O Ministério Público de Barcelona entrou com recurso nesta quarta-feira (7/5) contra a anulação da sentença que havia condenado Daniel Alves por estupro. A promotoria catalã sustenta que a decisão judicial representa uma “condenação moral” à mulher que acusa o ex-jogador, e quer que o caso volte a ser julgado — agora pelo Tribunal Supremo da Espanha, a mais alta instância da Justiça do país.
O recurso do MP se soma ao já apresentado pela defesa da vítima, que também contestou a decisão da Justiça catalã de anular a condenação.
Sentença Anulada por “Inconsistências”
Em 28 de março de 2025, o Tribunal Superior de Justiça da Catalunha anulou, por unanimidade, a sentença que havia condenado Daniel Alves a 4 anos e 6 meses de prisão. O tribunal alegou haver “lacunas, imprecisões, inconsistências e contradições” nos depoimentos da vítima, elementos que teriam comprometido a avaliação jurídica do caso e suas consequências penais.

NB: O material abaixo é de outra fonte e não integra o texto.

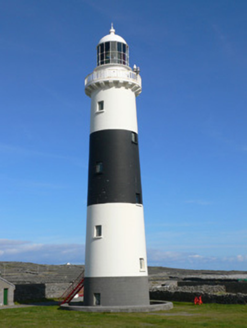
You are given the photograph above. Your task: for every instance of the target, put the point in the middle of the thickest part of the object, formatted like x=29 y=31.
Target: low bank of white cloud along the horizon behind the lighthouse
x=25 y=251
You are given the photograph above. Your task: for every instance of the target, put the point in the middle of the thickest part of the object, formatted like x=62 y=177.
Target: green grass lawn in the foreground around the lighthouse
x=183 y=315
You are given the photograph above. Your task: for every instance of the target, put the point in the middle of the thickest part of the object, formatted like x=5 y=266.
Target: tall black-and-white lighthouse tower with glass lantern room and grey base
x=116 y=262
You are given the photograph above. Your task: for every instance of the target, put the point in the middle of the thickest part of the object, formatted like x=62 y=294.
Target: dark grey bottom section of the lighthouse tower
x=116 y=291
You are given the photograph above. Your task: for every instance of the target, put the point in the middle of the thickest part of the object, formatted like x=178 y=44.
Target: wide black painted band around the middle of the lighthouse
x=114 y=168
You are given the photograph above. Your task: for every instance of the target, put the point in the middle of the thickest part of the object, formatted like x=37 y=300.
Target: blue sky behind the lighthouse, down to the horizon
x=192 y=126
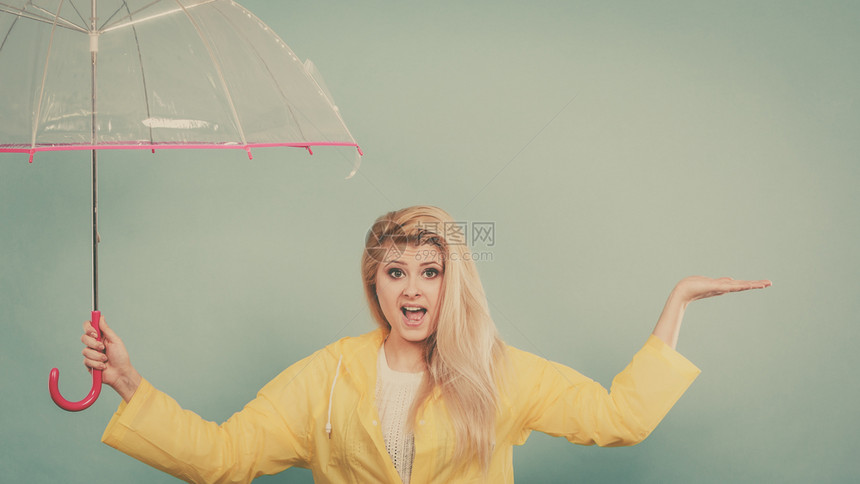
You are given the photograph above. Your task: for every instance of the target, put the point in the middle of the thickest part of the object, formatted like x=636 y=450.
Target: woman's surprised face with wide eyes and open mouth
x=408 y=286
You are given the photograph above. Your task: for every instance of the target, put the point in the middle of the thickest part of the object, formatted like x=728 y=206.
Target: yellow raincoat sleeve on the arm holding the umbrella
x=269 y=434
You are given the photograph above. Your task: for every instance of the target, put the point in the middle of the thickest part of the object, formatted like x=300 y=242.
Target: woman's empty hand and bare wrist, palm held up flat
x=688 y=290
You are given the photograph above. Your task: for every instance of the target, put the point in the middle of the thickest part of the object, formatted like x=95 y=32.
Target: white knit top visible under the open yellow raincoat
x=395 y=392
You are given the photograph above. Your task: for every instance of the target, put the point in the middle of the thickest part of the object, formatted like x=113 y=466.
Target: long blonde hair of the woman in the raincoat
x=464 y=354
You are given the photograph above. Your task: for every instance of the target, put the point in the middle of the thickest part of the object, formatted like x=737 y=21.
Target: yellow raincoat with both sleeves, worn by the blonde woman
x=286 y=424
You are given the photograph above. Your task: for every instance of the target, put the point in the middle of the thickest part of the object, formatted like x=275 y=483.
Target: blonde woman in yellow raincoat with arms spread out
x=433 y=395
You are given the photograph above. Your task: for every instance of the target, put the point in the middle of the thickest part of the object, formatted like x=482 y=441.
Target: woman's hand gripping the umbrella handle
x=110 y=356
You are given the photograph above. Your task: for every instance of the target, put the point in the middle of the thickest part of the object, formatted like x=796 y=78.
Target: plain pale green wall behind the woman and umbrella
x=616 y=146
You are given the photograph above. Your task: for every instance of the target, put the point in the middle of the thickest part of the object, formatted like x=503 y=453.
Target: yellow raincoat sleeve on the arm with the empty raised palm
x=560 y=401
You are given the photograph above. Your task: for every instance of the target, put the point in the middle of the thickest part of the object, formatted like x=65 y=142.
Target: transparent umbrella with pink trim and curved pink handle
x=152 y=74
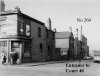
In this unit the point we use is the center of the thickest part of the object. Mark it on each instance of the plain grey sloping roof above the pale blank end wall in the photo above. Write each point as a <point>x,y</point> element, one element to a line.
<point>62,35</point>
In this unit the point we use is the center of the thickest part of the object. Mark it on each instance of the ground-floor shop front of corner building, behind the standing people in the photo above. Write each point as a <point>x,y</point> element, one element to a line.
<point>21,47</point>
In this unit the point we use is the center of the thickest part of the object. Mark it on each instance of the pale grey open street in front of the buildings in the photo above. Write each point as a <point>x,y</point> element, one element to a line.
<point>56,69</point>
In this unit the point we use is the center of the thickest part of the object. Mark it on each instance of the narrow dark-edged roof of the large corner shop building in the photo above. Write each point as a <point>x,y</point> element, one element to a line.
<point>10,12</point>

Daniel Alves sempre negou ter cometido o crime, que teria ocorrido em uma boate de Barcelona no réveillon de 2022 para 2023. Apesar da anulação, ele continua sob medidas cautelares e, até nova decisão, responde em liberdade.

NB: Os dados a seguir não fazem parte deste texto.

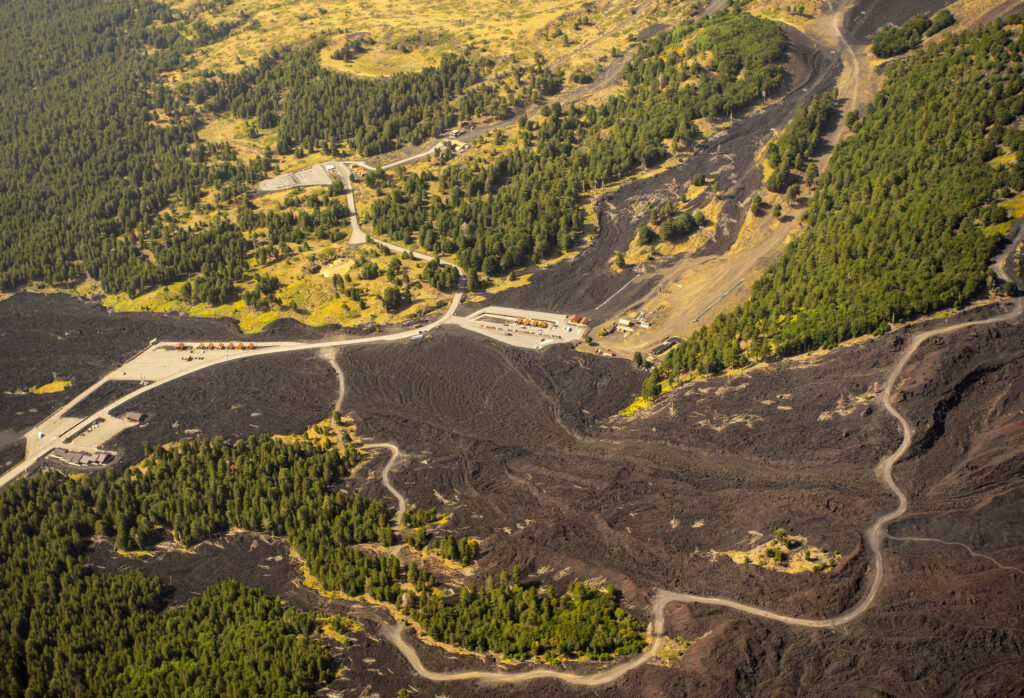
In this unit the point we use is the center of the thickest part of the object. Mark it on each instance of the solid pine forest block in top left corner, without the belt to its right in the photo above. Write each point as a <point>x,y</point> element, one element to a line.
<point>86,167</point>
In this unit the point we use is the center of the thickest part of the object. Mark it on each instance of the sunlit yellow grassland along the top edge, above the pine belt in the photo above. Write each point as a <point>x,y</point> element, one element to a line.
<point>402,36</point>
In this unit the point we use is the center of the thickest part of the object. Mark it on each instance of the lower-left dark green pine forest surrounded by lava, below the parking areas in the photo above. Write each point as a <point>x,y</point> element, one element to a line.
<point>69,631</point>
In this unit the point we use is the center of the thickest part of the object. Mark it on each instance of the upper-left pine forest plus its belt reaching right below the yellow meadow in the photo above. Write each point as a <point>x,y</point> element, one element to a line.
<point>98,147</point>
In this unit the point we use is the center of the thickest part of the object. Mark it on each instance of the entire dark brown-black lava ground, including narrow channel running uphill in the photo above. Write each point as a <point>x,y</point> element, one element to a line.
<point>531,453</point>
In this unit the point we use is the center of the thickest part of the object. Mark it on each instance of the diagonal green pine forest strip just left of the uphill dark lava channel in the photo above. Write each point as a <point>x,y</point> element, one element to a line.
<point>525,206</point>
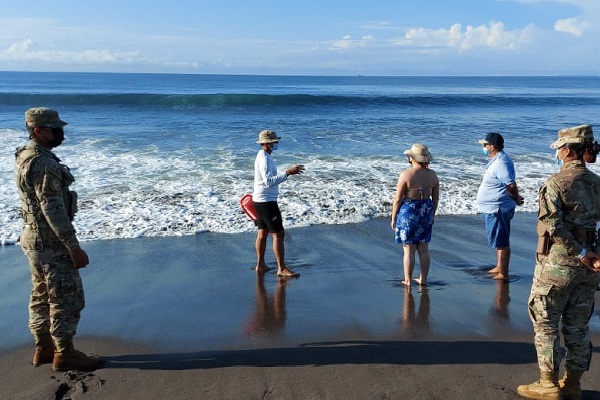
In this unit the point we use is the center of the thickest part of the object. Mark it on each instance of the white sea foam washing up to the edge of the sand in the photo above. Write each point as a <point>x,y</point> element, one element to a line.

Entenda o Histórico do Caso
Daniel Alves foi preso em janeiro de 2023, acusado de estuprar uma jovem em uma boate de Barcelona. A condenação veio no início de 2024, com pena de 4 anos e meio de prisão. Contudo, em março do mesmo ano, ele foi solto sob liberdade condicional, após pagar fiança de 1 milhão de euros.
Além da fiança, o ex-jogador teve de cumprir medidas restritivas, como manter distância mínima de mil metros da vítima e de seus ambientes de convívio. A reviravolta jurídica reacendeu críticas públicas, especialmente de brasileiros, sobre a condução do caso e a percepção de impunidade.